Elmer Cook, a local rancher and resident of the area, first discovered fossil horse remains in the late 1920s.
He reported the find to Dr. Harold T. Stearns of the United States Geological Survey, who in turn brought it to the attention of Dr. James W. Gidley of the Smithsonian Institution.
Besides the fossil horse, Equus simplicidens, other large vertebrates collected from the quarry include an antelope, a camel and a peccary.
Small mammalian fossil vertebrate genera include hare, weasel, gopher, vole and shrew.
Also represented are fossil woodland birds, waterfowl, snakes, turtles, lizards, frogs, toads, salamanders and a variety of fish.
The western Snake River Plain consists of rift basin sediments that accumulated during the Miocene through Pleistocene Epochs.
These clastic sedimentary packages, interbedded with basaltic flows, pyroclastic tephra and silicic volcanic ashes, have a cumulative thickness of 1524 meters (5000 feet), span about 10.5 Ma, and comprise the seven formations of the Idaho Group.
In the Hagerman Fossil Beds National Monument, the Glenns Ferry Formation has a maximum thickness of approximately 183 meters (600 feet) and spans the interval 4.5 to 3.0 Ma.
Lithostratigraphically, the Hagerman Horse Quarry is located within the upper member of the Glenns Ferry Formation and lies 9.5 meters below the contact with the overlying Tuana Gravel.

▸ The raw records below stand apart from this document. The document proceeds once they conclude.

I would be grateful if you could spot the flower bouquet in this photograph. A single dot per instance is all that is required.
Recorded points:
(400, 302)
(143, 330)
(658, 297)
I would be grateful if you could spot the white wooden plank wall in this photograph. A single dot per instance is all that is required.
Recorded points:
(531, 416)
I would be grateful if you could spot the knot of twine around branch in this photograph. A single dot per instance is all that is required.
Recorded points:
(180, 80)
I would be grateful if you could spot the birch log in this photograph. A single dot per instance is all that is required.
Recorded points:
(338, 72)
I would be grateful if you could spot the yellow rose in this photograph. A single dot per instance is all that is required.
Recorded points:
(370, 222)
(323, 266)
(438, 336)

The Tuana Gravel is overlain by a caliche, thought to have formed during a Pleistocene interglacial period, and several feet of recent soils (Richmond and others 2002).
Dr. James W. Gidley (1930) originally interpreted the Smithsonian fossiliferous red sandstone bed to have been deposited in a bog or water hole.

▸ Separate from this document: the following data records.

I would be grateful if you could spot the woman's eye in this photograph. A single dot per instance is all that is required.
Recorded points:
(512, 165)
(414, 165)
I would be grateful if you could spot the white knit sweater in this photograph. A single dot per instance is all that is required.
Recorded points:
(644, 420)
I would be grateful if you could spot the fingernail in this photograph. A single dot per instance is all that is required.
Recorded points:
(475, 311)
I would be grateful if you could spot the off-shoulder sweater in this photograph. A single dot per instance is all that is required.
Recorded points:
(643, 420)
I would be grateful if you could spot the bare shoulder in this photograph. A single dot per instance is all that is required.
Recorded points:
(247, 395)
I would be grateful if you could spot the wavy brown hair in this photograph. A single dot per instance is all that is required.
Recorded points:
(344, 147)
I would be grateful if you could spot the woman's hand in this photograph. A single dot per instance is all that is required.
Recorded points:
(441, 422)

Basing their conclusions on historical information, photographs, and collection samples, Akersten and Thompson (1992) proposed the fossil accumulation was the result of a single flood event, which trapped and killed the horses, then transported their carcasses.
All three quarry sandstones are interpreted to be ephemeral braided fluvial channel systems that were deposited in the Snake River Plain graben (Richmond and others, 2002).
The Phase II drought on the Snake River Plain resulted in a mass mortality of Equus simplicidens in addition to many other macro- and microvertebrates in the quarry area.